Measuring only a few hundred millionths of a centimetre across, the atom consists mainly of empty space. In the centre, or nucleus, are very tiny particles called protons and neutrons. The protons are electrically positively charged and the neutrons have no charge. Around the nucleus revolve even smaller particles called electrons, which have a negative charge. Normally an atom would have an equal number of protons and electrons, thereby cancelling each other out. If an unstable element, such as uranium 235 is bombarded with neutrons, eventually the nucleus will capture an extra neutron, become more unstable and then split. This releases massive amounts of energy, plus more neutrons. These can go on to split more atoms, and so causing a chain reaction. As well as being the basis for the atom bomb, it is also the basis for all nuclear power generated to date.

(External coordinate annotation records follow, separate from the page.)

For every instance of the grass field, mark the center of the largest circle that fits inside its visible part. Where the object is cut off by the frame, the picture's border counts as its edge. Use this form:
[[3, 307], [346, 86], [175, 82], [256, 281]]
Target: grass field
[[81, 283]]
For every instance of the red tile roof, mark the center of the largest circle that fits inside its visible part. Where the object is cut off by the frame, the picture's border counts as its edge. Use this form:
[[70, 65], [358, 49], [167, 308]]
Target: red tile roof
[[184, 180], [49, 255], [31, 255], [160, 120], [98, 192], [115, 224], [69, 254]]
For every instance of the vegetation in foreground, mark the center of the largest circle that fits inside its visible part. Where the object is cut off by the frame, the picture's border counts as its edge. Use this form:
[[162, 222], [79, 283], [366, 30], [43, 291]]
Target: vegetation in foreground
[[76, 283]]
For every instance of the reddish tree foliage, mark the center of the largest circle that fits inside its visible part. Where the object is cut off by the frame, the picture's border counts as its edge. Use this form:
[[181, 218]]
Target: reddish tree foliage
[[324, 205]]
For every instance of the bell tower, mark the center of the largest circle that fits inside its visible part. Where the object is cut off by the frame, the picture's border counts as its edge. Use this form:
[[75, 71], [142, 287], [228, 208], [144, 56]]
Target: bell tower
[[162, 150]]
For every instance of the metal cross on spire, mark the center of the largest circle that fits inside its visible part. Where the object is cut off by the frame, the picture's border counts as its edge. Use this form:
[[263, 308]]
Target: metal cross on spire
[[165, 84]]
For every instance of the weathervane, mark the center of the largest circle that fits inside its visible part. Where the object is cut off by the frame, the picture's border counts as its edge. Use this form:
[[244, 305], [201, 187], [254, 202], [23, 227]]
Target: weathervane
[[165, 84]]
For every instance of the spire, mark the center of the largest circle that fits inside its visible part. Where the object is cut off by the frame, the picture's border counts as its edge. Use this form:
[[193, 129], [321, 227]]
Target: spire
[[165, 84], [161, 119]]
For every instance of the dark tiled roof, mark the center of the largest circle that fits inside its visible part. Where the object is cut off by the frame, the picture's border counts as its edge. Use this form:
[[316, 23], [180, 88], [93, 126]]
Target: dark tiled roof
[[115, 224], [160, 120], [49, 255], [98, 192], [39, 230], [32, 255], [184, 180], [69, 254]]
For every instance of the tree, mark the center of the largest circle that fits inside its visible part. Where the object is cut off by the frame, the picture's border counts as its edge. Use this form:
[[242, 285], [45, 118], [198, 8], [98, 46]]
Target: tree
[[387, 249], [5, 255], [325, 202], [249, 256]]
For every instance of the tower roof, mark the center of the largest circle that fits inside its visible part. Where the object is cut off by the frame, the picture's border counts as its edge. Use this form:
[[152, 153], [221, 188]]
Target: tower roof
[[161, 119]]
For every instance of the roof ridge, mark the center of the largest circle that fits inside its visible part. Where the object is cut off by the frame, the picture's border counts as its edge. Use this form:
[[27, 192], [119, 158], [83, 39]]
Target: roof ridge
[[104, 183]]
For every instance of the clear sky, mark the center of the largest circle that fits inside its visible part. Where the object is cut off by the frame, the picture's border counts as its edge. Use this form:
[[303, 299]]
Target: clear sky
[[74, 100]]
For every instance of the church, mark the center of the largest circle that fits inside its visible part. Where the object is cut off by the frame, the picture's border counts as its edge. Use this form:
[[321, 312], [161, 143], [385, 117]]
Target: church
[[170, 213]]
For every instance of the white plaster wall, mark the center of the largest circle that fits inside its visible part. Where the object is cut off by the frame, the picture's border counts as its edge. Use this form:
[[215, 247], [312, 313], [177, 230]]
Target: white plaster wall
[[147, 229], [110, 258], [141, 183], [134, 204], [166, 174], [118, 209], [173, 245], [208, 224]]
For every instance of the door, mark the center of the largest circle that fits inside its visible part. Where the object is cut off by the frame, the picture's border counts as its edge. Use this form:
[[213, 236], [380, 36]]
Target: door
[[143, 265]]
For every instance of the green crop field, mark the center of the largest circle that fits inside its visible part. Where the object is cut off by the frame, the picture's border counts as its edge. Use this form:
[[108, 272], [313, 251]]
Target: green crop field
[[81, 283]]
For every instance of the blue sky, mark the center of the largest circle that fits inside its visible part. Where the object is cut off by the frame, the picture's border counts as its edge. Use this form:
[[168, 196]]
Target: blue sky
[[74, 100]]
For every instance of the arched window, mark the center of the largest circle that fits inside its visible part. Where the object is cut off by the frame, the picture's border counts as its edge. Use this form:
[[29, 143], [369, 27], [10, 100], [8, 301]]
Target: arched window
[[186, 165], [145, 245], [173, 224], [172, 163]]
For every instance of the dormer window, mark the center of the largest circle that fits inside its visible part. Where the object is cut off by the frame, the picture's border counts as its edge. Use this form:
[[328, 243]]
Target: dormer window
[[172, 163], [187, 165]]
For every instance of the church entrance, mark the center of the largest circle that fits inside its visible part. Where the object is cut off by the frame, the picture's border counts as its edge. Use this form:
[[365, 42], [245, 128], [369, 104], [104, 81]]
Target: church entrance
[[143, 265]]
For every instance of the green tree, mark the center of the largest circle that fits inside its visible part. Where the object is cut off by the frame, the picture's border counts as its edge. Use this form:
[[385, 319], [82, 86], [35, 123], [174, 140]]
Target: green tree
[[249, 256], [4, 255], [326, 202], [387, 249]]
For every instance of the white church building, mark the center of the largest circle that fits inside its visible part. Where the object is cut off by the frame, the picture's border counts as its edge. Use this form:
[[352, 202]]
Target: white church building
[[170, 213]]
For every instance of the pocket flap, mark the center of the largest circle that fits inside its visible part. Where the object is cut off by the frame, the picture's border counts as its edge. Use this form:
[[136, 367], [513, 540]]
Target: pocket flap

In 1956 the world's first nuclear power station opened in Great Britain, at Calder Hall, Cumberland. Although there are many different types of nuclear reactor, almost all operate on similar principles to Calder Hall. The fission takes place in the core of the reactor, this contains the fuel uranium. A moderator, (usually consisting of boron or steel rods which absorb neutrons) slows down the neutrons to enable the fission to take place more easily. A coolant circulates in through the core, absorbing the heat, and with it some radioactivity. It then circulates through a heat exchanger where it heats water which turns to steam. This steam then drives a turbine, which in turn drives a generator in the same way as a conventional steam turbine would. These reactors are widely used, although some differ in the fuel, moderator and coolant used. The advanced gas cooled reactor, or AGR, is very similar in operation but uses enriched uranium dioxide as a fuel and operates at high pressure (40 atmospheres) and high temperature (650 degrees C). Also similar is the Magnox Reactor (see video) which uses natural uranium for fuel and carbon dioxide as a coolant. The moderator is usually made of graphite. Others use water as a coolant. This can be either ordinary water, as in the PWR, [pressurised water reactor] and BWR (boiling water reactor) or heavy water, as in the case of the HWR (heavy water reactor) which is formed from a hydrogen isotope called deuterium. There is one type of reactor which differs substantially from the rest, called the Fast Breeder Reactor. This has no moderator, and therefore uses fast neutrons. As well as using uranium 235 they convert uranium 238, which is non fissionable, into fissionable plutonium. In effect this reactor can breed its own fuel, however, these are in their relative infancy and are not yet widely used.
For mainly financial reasons the number of nuclear power stations up and running is well short of what was predicted in the 1950's. Although fuel costs are extremely low, (one tonne of uranium can produce as much energy as 20,000 tonnes of coal and the fast breeder produces more fuel than it uses), they are much more expensive to build and maintain than conventional power stations. Also in many countries public opinion has been against their development. Many are not yet convinced of the safety of nuclear reactors, although safety is the number one consideration at every stage, from design, through construction to eventual operation. (Walls of the pressure vessel can be up to two metres thick, made of concrete lined with steel.)
Under intense research at present is the theory of nuclear fusion. Whereas fission is based on splitting atoms, fusion joins them together. This is the principle behind the hydrogen bomb. In the centre of the sun, the massive temperatures (about 20 million degrees C) fuse atoms together, producing the sun's energy. If these temperatures could be produced, sustained and controlled, we could have unlimited energy from water, with no pollution!